Peter Murphy – Should The World Fail To Fall Apart – Review

Peter Murphy

Should The World Fail To Fall Apart (Beggars Banquet)
by Nik Rainey

The further we sink into video-ready Weltschmerz these days, the more I appreciate the manicured malaise of Goth and its practitioners. Both hinge on the adolescent obsession with death and misery, each mistaking unsmiling pretentiousness for profundity, but the innate appeal of Goth lies in its more obvious fraudulence. You can be sure that most of the Hell-Night-at-Man-Ray crowd don’t really want to die; there might be no black nail polish in the next world, after all. It’s heartening, therefore, that the U.S. arm of Beggars Banquet has finally made the first post-Bauhaus projects of sepulchral song-stylist Peter Murphy available on these shores. Like most of his former Haus-mates, Murphy’s solo work has met with almost universal critical derision (and no, I don’t consider anybody who willingly publishes haiku with too many syllables on the subject of Nosferatu’s dental hygiene a critic), but, and this may be just the art-phag inside me talking, these two albums, encompassing Murphy’s transition from biting necks to giving elegant hickies, go down quite smoothly, thank you.

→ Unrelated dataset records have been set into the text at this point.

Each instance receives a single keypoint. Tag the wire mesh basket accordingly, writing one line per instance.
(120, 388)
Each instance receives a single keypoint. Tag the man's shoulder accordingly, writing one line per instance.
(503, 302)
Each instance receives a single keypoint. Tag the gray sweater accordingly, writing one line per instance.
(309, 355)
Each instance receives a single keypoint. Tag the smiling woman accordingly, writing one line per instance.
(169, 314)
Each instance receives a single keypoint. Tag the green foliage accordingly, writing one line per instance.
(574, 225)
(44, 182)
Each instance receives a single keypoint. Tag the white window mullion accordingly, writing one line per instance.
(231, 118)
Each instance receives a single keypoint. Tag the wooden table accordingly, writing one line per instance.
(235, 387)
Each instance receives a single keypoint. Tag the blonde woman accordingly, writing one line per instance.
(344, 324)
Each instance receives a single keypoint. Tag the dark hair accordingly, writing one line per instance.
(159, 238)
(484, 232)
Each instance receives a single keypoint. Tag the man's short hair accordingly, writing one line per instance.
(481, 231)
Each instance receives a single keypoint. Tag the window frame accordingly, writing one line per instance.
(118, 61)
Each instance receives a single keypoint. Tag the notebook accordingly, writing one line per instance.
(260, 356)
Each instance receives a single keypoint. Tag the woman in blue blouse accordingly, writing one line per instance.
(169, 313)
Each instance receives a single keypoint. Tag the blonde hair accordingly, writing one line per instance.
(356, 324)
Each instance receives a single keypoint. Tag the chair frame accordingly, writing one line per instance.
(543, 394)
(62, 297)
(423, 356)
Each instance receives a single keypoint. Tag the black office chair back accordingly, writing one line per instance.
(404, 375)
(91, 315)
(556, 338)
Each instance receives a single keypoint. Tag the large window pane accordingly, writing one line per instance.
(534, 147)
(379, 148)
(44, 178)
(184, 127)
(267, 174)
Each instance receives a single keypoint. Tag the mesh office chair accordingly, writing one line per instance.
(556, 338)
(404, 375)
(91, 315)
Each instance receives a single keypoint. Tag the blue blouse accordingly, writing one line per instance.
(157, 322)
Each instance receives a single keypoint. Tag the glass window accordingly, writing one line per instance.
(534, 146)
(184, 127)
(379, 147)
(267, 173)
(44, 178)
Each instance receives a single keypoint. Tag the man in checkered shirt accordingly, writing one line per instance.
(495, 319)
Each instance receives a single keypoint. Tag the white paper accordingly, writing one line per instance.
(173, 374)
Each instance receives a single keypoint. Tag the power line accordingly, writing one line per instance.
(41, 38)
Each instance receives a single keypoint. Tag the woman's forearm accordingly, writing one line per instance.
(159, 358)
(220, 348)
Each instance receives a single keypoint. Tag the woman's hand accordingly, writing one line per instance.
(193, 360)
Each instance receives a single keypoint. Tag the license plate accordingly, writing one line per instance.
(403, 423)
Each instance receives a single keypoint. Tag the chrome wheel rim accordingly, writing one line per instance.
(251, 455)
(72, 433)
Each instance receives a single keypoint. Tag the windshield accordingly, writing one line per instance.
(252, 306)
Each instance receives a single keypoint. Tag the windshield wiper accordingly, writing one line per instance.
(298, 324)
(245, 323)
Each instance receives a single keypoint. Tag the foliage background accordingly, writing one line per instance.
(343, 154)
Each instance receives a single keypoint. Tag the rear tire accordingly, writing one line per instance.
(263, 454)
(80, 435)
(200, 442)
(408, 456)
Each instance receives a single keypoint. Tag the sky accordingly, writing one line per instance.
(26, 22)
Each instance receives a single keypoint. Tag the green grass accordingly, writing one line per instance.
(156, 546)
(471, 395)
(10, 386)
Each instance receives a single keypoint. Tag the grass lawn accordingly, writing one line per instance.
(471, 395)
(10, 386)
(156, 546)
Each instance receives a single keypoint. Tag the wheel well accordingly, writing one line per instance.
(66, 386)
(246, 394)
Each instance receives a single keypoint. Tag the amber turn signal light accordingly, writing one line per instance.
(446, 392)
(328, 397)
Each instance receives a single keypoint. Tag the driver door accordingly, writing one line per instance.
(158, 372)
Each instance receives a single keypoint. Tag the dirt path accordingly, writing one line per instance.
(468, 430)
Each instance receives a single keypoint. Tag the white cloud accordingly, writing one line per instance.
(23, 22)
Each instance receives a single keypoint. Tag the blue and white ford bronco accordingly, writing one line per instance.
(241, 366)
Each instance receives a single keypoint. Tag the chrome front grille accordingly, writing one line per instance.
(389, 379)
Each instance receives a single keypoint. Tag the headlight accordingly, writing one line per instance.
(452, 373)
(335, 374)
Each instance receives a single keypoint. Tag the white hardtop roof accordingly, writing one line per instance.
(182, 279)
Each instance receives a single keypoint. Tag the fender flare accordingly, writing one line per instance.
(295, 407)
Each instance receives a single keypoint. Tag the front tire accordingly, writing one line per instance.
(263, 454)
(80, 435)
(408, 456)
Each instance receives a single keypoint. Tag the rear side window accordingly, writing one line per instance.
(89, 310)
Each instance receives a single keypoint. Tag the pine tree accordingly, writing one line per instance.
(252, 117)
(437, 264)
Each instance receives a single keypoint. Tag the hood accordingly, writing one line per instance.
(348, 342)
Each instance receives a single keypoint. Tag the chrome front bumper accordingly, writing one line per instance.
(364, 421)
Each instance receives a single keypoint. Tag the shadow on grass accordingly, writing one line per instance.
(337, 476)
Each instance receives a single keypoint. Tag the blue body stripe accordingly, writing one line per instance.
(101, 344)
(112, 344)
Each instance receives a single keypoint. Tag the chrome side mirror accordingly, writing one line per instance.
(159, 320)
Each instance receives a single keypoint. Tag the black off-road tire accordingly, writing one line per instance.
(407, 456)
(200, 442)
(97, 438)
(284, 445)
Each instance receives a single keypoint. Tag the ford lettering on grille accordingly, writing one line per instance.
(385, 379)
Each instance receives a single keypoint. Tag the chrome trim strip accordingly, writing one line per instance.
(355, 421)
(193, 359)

Bauhaus and fellow English art-fops, Japan, parted ways at about the same time, so it was quite logical that Murphy would find a (fleeting) kindred spirit and collaborator in Jap bassist Mick Karn, forming Dalis Car (the relation to the Beefheart tune of the same name stops there), the Blind Faith of pale-skinned, style-conscious Brit post-punk. Like the latter contrivance, they lasted for only one album which was immediately repudiated by its creators, but The Waking Hour (originally released in 1984) fits together Petey’s deep baritone and Karn’s fretless bass punctuations and sensual electronics rather nicely, particularly on the weightless synth-psalm “Cornwall Stone” and the enthnomusical mixed metaphor (looped tabla meets clarinet) “Create and Melt.” A far more verdant and affirmative soundscape than Bauhaus ever attempted, from the Maxfield Parrish cover art on down.

Should The World Fail To Fall Apart (originally released in 1986) ushers in Murphy’s solo career with an even more romantic flourish. 4AD label head Ivo Watts-Russell co-produced, and his influence is evident in the rich, drum-machine-driven aural landscape which sweetens songs like “Canvas Beauty” and “Blue Heart.” There’s also Murphy’s riposte to Daniel Ash’s anti-Murphy song (“Movement of Fear” from Tones on Tail’s Pop album), which incorporates most of that song’s lyrics to ensure you get the point. (Not quite a Lennon/McCartney-esque feud, since Ash contributes “manic guitar” to the damn album.) Two covers, Magazine’s “The Light Pours Out Of Me” and Pere Ubu’s “Final Solution,” round out the album and serve as testaments to Pete’s good taste. The latter is a particularly bizarre choice, especially since David Thomas probably eats things that weigh as much as Murphy for a midnight snack, but it’s pretty magnificent nonetheless, thanks to the white-knuckled beat and the singer’s mock-tough vocal sneer. These are probably the two best records of Murphy’s increasingly austere solo epoch, and eyeliner addicts all across this land should light a black candle at their belated arrival in the States. Post-Goth’s not (un)dead.